That's a terrible title.
Oh well, I'm sticking with it. It's been a few days, on account of I've been pretty busy with family and law stuff. But I want to speculate a bit about what's going on in the world right now. There seems to be a lot of anger generally. People are raging online about politics and sports and movies and really just everything. It is a constant stream of aggro, 24/7/365.
I worry where this is taking us. But I think, like with most things, it'll turn out okay.
I mean, think about that sentence for a second. "I worry where this is taking us." I worry, but only because I made one of the classic blunders. Nothing about land wars. No, I said "us," meaning humanity. But what I meant was me.
Because people that worry about the future are really worrying about their place in the future. And trust me, the future doesn't need you. Or me. But that is what makes me think that things will be okay.
See, humans do this really cool thing. It started hundreds of thousands of years ago. It's called "making stuff." We started to make all sorts of... well, stuff, and that stuff helped us survive, live longer, and figure out how to make more stuff. The thing is, each new thing that was invented caused a period of adjustment. That was maybe one thing too many in that sentence. Again, oh well.
Anyway, the adjustment period for most major developments in human history could be measured in a pretty short time period. Months or years, for the most part. And that, my dear friends, is the crux of the dilemma facing our species right now. The crux being that we have, really for the first time ever, something totally new.
And we just weren't quite ready for it.
Now, like I said earlier, that's okay. We've made some pretty scary shit over the centuries. But I want you all to really consider this. Major changes in human history were... agriculture? But agriculture is still food acquisition. It was simply a new way to get food. The industrial revolution? A new way to do work. No doubt confusing, maybe even terrifying to people at the time. But just a new riff on a classic theme.

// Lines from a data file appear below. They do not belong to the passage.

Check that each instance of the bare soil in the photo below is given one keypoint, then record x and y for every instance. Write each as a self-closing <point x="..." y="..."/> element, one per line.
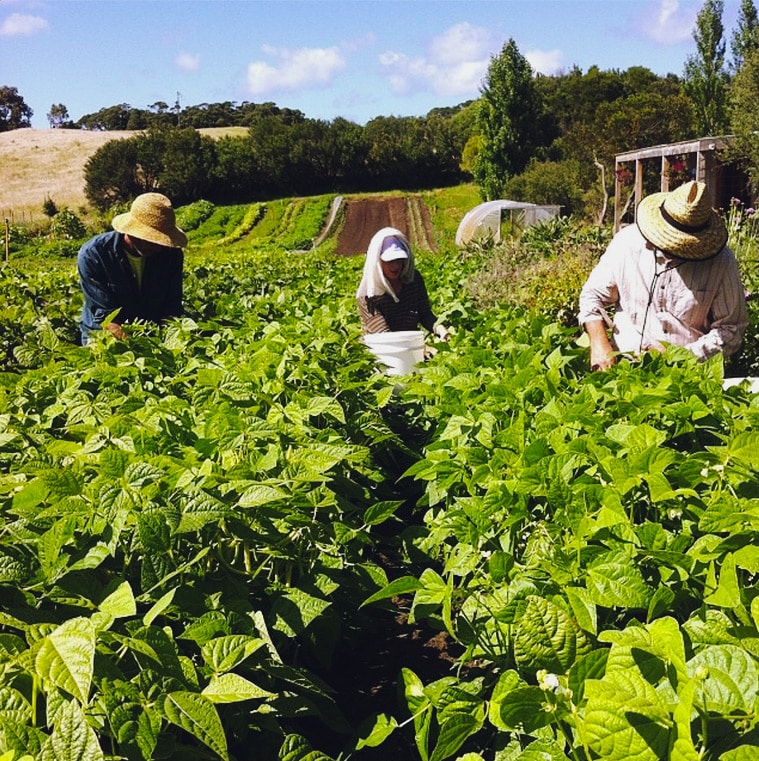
<point x="363" y="217"/>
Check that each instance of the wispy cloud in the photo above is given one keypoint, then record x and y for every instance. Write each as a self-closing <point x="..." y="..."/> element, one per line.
<point x="294" y="69"/>
<point x="547" y="62"/>
<point x="187" y="62"/>
<point x="669" y="22"/>
<point x="455" y="63"/>
<point x="22" y="25"/>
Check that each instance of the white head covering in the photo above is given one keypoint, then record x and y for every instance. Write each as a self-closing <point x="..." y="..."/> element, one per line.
<point x="373" y="282"/>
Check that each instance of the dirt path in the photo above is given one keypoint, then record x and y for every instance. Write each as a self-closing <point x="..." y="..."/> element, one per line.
<point x="363" y="217"/>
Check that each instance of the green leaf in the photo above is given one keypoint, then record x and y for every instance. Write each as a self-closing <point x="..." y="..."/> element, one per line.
<point x="583" y="607"/>
<point x="683" y="749"/>
<point x="730" y="680"/>
<point x="120" y="603"/>
<point x="379" y="512"/>
<point x="72" y="739"/>
<point x="197" y="715"/>
<point x="523" y="709"/>
<point x="295" y="610"/>
<point x="728" y="592"/>
<point x="741" y="753"/>
<point x="261" y="494"/>
<point x="297" y="748"/>
<point x="454" y="733"/>
<point x="233" y="688"/>
<point x="547" y="638"/>
<point x="419" y="706"/>
<point x="403" y="585"/>
<point x="615" y="581"/>
<point x="225" y="653"/>
<point x="507" y="682"/>
<point x="382" y="728"/>
<point x="199" y="510"/>
<point x="625" y="718"/>
<point x="159" y="607"/>
<point x="66" y="657"/>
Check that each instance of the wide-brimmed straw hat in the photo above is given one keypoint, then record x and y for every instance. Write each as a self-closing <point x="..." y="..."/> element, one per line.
<point x="151" y="218"/>
<point x="682" y="222"/>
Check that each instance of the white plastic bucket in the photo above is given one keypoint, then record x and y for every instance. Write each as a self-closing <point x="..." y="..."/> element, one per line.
<point x="400" y="350"/>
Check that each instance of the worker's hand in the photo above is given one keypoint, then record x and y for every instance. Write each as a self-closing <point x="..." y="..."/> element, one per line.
<point x="116" y="330"/>
<point x="655" y="346"/>
<point x="602" y="355"/>
<point x="442" y="332"/>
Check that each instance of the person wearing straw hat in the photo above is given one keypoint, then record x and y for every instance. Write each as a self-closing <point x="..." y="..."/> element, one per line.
<point x="670" y="279"/>
<point x="392" y="295"/>
<point x="136" y="269"/>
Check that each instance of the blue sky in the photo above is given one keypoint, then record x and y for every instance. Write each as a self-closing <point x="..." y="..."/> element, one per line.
<point x="355" y="59"/>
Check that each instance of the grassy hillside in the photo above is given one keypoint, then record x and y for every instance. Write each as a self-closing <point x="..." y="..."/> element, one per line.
<point x="39" y="164"/>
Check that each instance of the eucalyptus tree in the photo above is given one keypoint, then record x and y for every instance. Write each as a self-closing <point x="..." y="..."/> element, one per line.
<point x="510" y="110"/>
<point x="744" y="113"/>
<point x="706" y="80"/>
<point x="14" y="112"/>
<point x="745" y="37"/>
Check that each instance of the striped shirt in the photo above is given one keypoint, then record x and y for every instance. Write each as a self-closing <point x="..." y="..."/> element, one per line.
<point x="380" y="314"/>
<point x="697" y="304"/>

Even nuclear weapons, while terrifyingly powerful, are just really big, dangerous weapons. It took a few years for folks to get used to them, but if you really look at it, we got used to the idea that we could turn the whole planet into a guttering cinder pretty damned quickly.

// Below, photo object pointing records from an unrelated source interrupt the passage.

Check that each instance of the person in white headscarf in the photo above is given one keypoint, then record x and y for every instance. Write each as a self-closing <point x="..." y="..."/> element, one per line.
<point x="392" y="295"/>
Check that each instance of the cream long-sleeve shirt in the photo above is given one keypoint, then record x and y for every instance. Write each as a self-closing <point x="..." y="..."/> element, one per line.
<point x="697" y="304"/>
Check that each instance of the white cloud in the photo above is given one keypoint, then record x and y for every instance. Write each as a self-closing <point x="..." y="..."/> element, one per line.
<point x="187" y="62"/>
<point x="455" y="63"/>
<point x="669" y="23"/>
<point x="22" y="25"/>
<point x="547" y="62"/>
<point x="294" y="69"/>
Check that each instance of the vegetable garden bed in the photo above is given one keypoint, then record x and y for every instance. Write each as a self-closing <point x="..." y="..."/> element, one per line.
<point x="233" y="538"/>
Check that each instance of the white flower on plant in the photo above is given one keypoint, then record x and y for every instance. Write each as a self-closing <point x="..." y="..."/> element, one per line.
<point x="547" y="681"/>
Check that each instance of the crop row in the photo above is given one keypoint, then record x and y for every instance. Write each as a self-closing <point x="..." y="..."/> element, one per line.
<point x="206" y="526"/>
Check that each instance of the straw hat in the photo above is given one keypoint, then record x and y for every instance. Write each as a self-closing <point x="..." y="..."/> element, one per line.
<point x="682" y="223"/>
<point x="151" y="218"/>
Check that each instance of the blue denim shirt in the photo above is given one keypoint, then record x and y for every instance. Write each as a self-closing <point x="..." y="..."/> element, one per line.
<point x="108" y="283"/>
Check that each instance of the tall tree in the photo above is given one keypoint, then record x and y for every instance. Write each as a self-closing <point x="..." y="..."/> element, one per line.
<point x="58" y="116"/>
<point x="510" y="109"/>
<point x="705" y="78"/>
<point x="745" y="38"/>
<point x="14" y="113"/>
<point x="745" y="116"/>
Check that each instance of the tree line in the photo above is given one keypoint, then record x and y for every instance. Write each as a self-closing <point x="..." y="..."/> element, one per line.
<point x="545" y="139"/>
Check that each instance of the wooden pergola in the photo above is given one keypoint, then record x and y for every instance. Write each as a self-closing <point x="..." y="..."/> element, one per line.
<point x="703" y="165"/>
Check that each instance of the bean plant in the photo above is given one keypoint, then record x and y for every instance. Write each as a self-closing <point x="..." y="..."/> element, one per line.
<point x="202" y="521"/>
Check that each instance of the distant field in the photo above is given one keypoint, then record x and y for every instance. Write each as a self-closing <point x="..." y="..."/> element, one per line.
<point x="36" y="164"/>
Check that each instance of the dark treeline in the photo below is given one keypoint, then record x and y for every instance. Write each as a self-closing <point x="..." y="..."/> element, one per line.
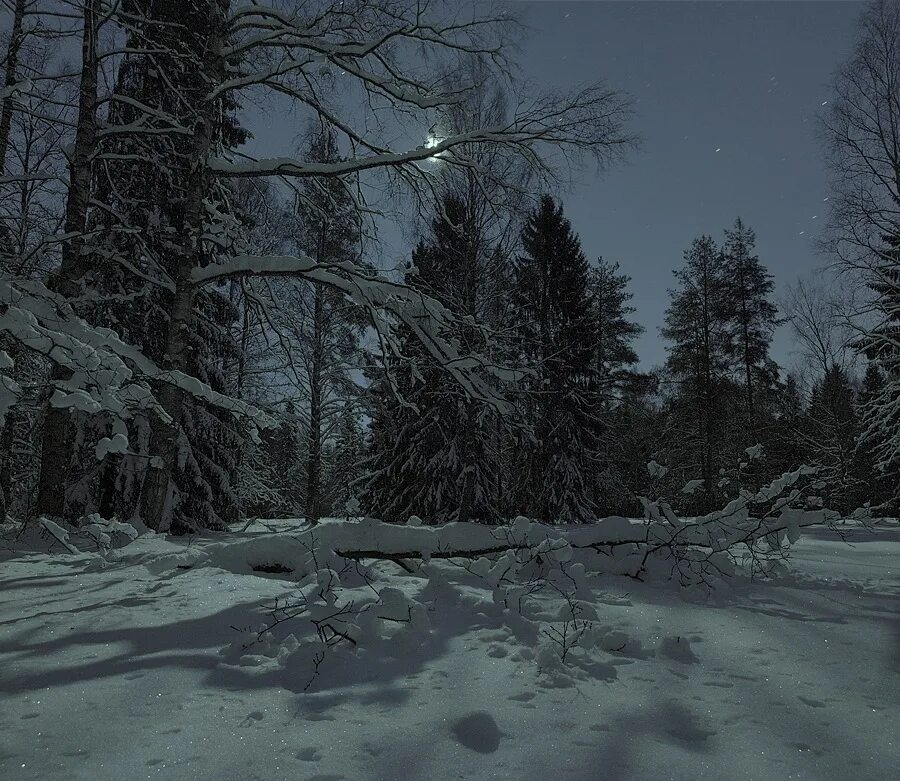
<point x="190" y="336"/>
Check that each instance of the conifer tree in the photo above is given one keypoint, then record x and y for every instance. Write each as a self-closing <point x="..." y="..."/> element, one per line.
<point x="699" y="329"/>
<point x="330" y="328"/>
<point x="556" y="336"/>
<point x="748" y="288"/>
<point x="429" y="453"/>
<point x="830" y="435"/>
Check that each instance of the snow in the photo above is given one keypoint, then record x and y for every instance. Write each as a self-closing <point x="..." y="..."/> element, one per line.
<point x="132" y="663"/>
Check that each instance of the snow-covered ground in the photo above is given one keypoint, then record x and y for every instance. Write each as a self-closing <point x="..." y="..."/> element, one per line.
<point x="125" y="667"/>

So that brings us to the Internet. "But Steve," you might say, "the Internet is just a new way to communicate!"
Except it isn't. Because it is about much more than communication. Certainly not just communication. It's about communication, and interconnection, and it mediates our interactions not only in virtual spaces, but in the meat world too. Now that is a heavy realization. But an accurate claim, I think. Which is why I make it.
The Internet isn't just about communication, because it is always on. It is everywhere. And millions of people today take actions in their real lives that are predicated on some anticipated online result. Let me put it another way. The Internet's true difficulty is not a matter of communication so much as one of access. You might say that I'm picking nits here, and I would disagree with you on many levels
But that isn't the hill I'm going to die on, either. I'm sure you have plenty of valid arguments for it just being really big, fast, better communication. I'll concede the point, because at the end of the day this is a blog post, I have a novel to work on, and it's not relevant to the conclusion that I'm making.
The point is that our brains are wired from a very young age to direct us to interact with one another in very specific ways. Right now, the online sphere is a chaotic mess of shrieking adults-cum-adolescents, but that is because they are physically incapable of adapting to the Internet's level of interconnectivity.
Even if it is just a matter of communication, the degree of difference from something as revolutionary as the telephone is quite literally mind-boggling.
But like I said, in the long run, it actually will turn out okay. There is a generation of people growing up right now that have never known anything but that extreme level of societal interconnection. So while it might seem like Twitter is tearing the world apart right now, in the long run it is just pulling the fabric of our species a little bit tighter together. Just remember that you're always in the process of watching the new world being born.